Improving Neutron-gamma discrimination in CLYC with Gaussian mixture model

Abstract

Neutron and gamma discrimination is a common issue in neutron detection. Cs 2 LiYCl 6:Ce (CLYC) crystal, with its unique core-to-valence luminescence (CVL) mechanism for gamma rays, has excellent capability for neutron-gamma discrimination. This paper proposes a new preprocessing method called constant fraction alignment (CFA), based on the fast rise and slow decay characteristics of CLYC, to effectively improve discrimination performance. Unsupervised classification methods that do not require training data have a great advantage since pure neutron sources are difficult to obtain. As an unsupervised clustering method, Gaussian mixture model (GMM) is used to achieve neutron-gamma discrimination of data detected by CLYC, and the impact of different parameters on GMM results is studied.
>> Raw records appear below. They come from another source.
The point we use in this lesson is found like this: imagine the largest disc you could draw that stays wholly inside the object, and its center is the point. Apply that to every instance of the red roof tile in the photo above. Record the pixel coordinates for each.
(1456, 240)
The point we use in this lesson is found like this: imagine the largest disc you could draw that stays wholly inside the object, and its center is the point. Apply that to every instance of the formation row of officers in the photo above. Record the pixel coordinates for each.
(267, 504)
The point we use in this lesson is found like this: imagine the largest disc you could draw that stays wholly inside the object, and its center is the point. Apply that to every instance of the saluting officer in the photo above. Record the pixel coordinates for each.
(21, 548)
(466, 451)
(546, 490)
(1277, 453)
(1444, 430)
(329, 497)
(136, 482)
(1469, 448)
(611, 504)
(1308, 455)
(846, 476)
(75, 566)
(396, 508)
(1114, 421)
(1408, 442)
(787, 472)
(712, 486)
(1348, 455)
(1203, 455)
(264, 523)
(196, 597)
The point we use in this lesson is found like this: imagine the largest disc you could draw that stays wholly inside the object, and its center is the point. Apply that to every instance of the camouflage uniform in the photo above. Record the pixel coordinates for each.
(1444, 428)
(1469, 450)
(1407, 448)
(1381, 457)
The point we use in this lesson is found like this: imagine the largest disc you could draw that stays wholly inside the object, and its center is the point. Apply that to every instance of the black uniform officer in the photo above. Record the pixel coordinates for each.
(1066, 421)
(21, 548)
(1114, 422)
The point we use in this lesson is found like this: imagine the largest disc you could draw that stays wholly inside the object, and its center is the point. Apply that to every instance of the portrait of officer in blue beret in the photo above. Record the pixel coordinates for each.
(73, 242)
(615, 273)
When the input dimension is high, GMM not only requires significantly more time but also reduces precision, so dimensionality reduction is necessary. Principal component analysis (PCA) is a commonly used dimensionality reduction method, and through analysis, it is found that using the first three components of PCA as inputs achieves the best performance. In the GMM solving process, selecting different covariance matrices based on data types can reduce running time while maintaining high accuracy. Diagonal mode is the most suitable according to comparison. Based on the same dataset, the accuracy of GMM is higher than that of charge comparison method and k-means++, with an accuracy of 99.96% for 252 Cf source and a false alarm rate as low as 0.01% for 137 Cs source.